The Art of Teaming, Part 2

The Art of Teaming, Part 2

In Part 1 of this blog series, I discussed the stages of team development (forming, storming, norming, performing and adjourning) and how important it is for healthy teams to experience each of these stages. As an example, I discussed a Scrum team I was a member of recently, which was made up of trainers and coaches from the Scrum Alliance®. Today, I will discuss the importance of addressing dysfunction to ensure team health, using that same Scrum team as an example.

It was the best of times; it was the worst of times…or so goes the famous Charles Dickens’ opening. Working with teams can feel the same way. It has moments of highs as we achieve together more than we could ever dream of achieving on our own, but also low points when we struggle as dysfunction emerges. Successfully working in teams means being able to successfully deal with dysfunction...and there was plenty of dysfunction that we had to deal with on our Scrum team.

One approach we used to deal with our dysfunction was to create a set of working agreements that all team members agreed to be accountable to. Working agreements are created by a team at the start of their time together – usually when they are not yet under pressure or experiencing dysfunction in any major way. These agreements are a proactive approach to address team dysfunction. Working agreements are created when times are good for the team to fall back on when times become more challenging. Working agreements continue to evolve over time as the team adds, removes and adjusts the agreements to reflect their current situation. Our team’s working agreements included:

  • Our daily schedule and check-in times
  • What to do when our energy wanes
  • Work continues without everyone present
  • No one person’s voice outweighs another
  • The stewardship of ideas
  • Seek first to understand
  • Who will fill the role of facilitator for the team
  • What’s ok to communicate outside of the team
 
 

To generate this list our facilitator simply asked the team at the start of our time together what working agreements we felt were important to have as a team. We brainstormed a list of items important to each of us and agreed as a team on each item individually as well as on the list as a whole.

Having this set of working agreements helped the team work well together as it brought an overall awareness of things, such as our tendency to bring our own ideas forward before another’s idea has run its course – represented by the working agreement to “seek first to understand”. Having start and end times in our working agreements removed ambiguity and brought consistency to the expectations of our time together. Teams often find that having a set of core hours (ie. times when all team members are available during the day) is helpful for scheduling Scrum events and to know when other team members are available for collaboration and discussion.

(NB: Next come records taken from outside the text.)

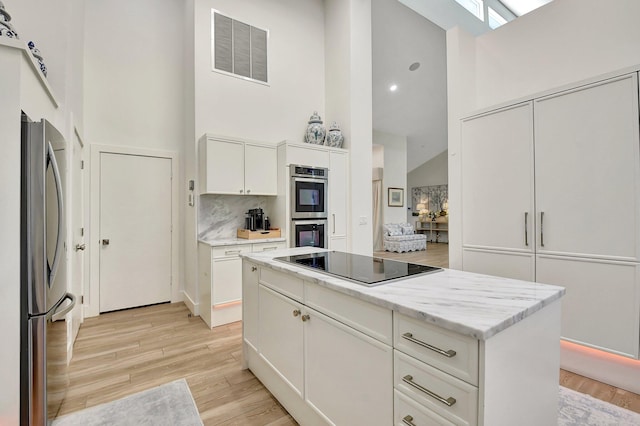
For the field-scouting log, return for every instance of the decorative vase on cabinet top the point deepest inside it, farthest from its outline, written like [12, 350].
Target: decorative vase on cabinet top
[334, 137]
[315, 130]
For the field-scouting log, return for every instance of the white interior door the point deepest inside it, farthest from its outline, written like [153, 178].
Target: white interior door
[77, 234]
[135, 231]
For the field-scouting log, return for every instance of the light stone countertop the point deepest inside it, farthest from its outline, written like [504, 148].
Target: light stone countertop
[472, 304]
[236, 241]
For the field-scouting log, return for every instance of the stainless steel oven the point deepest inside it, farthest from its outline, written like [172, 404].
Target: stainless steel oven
[308, 192]
[309, 233]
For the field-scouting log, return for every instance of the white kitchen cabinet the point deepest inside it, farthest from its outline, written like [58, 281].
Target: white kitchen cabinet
[250, 295]
[497, 194]
[220, 280]
[281, 336]
[332, 358]
[338, 357]
[228, 166]
[601, 308]
[338, 190]
[588, 171]
[582, 232]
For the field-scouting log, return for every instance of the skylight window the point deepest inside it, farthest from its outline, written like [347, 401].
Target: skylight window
[495, 19]
[476, 7]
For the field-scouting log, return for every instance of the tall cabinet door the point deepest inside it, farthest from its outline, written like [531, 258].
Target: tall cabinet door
[497, 192]
[338, 183]
[587, 171]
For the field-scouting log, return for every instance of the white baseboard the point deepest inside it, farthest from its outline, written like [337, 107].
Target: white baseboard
[193, 307]
[614, 370]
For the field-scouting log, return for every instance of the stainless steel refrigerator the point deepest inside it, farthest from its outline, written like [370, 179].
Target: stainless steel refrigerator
[44, 297]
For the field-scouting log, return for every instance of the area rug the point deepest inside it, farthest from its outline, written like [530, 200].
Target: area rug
[169, 404]
[578, 409]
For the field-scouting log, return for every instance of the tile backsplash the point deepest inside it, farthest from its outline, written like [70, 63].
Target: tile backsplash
[219, 216]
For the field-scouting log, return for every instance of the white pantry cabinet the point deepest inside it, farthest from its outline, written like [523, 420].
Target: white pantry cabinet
[220, 280]
[228, 166]
[567, 215]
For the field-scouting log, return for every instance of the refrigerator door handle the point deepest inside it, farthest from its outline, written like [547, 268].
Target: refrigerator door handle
[58, 315]
[56, 174]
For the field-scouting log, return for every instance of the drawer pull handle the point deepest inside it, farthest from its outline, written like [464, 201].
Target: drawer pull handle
[448, 401]
[449, 354]
[408, 420]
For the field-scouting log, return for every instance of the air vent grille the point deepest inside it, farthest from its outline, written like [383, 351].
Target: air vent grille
[239, 48]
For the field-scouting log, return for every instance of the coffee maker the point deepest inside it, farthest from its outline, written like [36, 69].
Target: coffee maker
[256, 220]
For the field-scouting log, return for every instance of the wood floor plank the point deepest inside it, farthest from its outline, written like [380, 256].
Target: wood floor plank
[125, 352]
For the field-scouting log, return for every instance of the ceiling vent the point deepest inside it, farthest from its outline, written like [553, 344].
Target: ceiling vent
[239, 49]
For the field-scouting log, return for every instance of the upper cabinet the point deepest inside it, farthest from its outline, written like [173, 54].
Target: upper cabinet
[228, 166]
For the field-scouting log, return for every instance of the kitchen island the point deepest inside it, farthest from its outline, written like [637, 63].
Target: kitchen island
[448, 347]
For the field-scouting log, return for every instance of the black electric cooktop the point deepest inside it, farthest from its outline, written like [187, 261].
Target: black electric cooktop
[366, 270]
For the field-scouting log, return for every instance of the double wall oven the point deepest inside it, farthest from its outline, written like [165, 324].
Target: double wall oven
[309, 206]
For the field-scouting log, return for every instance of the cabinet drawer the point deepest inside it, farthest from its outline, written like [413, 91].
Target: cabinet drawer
[230, 251]
[407, 412]
[283, 283]
[257, 248]
[442, 393]
[450, 352]
[372, 320]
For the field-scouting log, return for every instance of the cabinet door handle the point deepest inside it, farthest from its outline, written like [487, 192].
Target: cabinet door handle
[446, 401]
[541, 229]
[449, 354]
[408, 420]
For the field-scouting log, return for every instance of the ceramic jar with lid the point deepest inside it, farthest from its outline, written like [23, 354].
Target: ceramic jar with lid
[334, 136]
[315, 130]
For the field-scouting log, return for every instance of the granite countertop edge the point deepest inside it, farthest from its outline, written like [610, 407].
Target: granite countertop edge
[448, 317]
[238, 241]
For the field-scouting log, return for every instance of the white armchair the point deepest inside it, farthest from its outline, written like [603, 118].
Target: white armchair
[401, 237]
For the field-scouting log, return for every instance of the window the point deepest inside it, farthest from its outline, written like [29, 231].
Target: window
[238, 48]
[476, 7]
[495, 19]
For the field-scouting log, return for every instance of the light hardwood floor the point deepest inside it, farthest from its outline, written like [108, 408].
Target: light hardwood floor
[121, 353]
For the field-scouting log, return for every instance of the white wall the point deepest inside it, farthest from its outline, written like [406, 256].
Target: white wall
[562, 42]
[433, 172]
[349, 100]
[394, 174]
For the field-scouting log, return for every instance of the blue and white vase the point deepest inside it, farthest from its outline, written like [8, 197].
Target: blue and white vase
[334, 137]
[315, 130]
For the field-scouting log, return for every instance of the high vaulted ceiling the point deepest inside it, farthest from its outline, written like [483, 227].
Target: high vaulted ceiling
[410, 31]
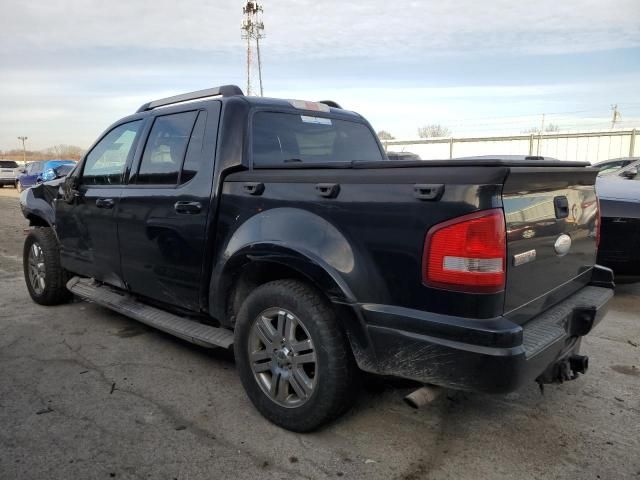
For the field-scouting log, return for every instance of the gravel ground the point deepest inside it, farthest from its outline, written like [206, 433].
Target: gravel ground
[86, 393]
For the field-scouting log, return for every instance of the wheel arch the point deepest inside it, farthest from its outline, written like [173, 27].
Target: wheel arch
[259, 263]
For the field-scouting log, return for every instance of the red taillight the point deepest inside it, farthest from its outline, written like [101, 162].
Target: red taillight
[467, 253]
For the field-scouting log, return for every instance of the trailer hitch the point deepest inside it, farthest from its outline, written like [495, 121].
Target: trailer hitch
[563, 370]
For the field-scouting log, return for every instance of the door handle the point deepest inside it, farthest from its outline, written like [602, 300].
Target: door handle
[105, 203]
[328, 190]
[189, 208]
[254, 188]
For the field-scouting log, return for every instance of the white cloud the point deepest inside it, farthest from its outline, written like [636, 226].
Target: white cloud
[331, 27]
[71, 67]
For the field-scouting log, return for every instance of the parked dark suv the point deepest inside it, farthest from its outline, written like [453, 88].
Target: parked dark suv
[280, 228]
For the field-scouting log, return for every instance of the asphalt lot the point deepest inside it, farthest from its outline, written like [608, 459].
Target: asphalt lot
[86, 393]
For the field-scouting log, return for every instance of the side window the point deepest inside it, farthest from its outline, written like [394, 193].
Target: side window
[165, 149]
[194, 150]
[105, 164]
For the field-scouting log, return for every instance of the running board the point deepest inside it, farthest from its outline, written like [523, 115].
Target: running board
[192, 331]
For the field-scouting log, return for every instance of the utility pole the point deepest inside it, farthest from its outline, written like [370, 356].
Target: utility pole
[540, 135]
[252, 28]
[24, 150]
[616, 116]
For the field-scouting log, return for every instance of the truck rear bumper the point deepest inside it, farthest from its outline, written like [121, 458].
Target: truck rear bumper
[492, 355]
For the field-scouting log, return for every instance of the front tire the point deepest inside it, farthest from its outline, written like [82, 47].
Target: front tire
[294, 360]
[43, 274]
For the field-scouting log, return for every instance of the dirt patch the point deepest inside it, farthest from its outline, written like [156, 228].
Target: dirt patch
[627, 370]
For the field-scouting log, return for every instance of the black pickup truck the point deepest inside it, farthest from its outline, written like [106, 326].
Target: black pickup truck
[281, 229]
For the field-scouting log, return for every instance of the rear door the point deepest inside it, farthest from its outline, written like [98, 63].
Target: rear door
[551, 217]
[163, 212]
[86, 227]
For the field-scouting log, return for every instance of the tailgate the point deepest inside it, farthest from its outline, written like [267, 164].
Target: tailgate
[551, 217]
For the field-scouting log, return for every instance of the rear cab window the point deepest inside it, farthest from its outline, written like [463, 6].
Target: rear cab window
[288, 138]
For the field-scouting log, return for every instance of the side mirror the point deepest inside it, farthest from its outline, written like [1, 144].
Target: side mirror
[48, 175]
[630, 173]
[70, 188]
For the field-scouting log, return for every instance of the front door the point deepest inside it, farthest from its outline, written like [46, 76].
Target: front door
[163, 212]
[86, 225]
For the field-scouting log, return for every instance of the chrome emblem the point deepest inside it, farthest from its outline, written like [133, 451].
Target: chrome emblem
[524, 257]
[562, 245]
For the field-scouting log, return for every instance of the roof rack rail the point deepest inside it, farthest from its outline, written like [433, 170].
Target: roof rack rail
[224, 91]
[330, 103]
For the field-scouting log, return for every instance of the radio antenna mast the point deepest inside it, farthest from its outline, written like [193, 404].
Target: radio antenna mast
[253, 29]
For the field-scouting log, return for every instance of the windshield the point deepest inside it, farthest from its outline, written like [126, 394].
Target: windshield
[288, 138]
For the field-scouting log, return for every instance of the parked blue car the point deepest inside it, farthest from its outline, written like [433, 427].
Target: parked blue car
[38, 172]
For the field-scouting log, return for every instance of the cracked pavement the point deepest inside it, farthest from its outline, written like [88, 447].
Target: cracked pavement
[87, 393]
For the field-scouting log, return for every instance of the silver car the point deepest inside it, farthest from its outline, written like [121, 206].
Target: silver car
[8, 173]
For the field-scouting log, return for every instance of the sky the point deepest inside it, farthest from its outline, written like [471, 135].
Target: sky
[69, 68]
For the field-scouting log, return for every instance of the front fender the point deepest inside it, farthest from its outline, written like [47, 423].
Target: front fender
[37, 204]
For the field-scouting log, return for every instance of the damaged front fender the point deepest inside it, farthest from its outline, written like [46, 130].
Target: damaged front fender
[38, 203]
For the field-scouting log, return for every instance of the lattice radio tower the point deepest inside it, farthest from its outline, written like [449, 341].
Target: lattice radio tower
[252, 29]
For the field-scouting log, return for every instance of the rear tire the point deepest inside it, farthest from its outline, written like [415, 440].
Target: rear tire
[302, 375]
[43, 274]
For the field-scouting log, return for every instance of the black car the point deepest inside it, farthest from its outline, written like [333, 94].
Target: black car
[619, 194]
[279, 228]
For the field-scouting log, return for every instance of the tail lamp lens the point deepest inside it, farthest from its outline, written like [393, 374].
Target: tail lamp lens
[467, 253]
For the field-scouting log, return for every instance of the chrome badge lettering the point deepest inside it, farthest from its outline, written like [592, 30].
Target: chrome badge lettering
[524, 257]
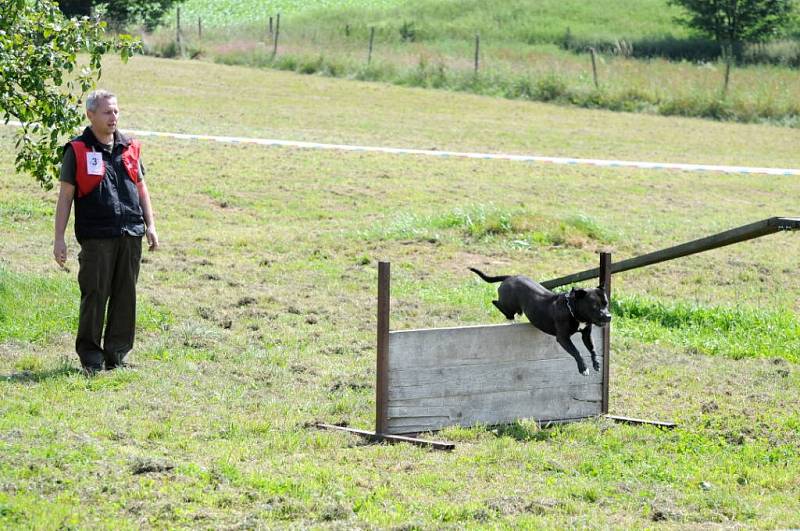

Team working agreements are also helpful when bringing new team members up to speed. We had team members join our team mid-way through our Sprint so one of the first things we did was to review the team working agreements with them. We confirmed their understanding of the working agreements, and asked if there was anything else they felt was important to have represented in the working agreements. Doing so turned out to be an excellent way to quickly get everyone on the same page and ready to contribute to the work of the team.

The second approach we took to address team dysfunction was more reactionary and involved team members calling out the dysfunctions as we encountered them, often during the Daily Scrum. Clear working agreements established ahead of time gave each of us confidence to call out dysfunction as it was observed. Not only was this expected of us as team members, it was ultimately for the benefit of the team.

Through the week, our team of trainers and coaches encountered several more common dysfunctions that teams encounter on the way to becoming high-performing. These included:

  • A distributed team spanning two time zones 8 hours apart
  • Changes to team membership during the sprint
  • PO who was also a team member, which introduced bottlenecks getting our work accepted
  • Synchronizing work between the two locations of our distributed team
  • Exceeding time-boxes
  • Quiet talkers during the Daily Scrum

By collaboratively creating working agreements and addressing dysfunctions as they arose, the team grew stronger together and more able to accomplish our goals.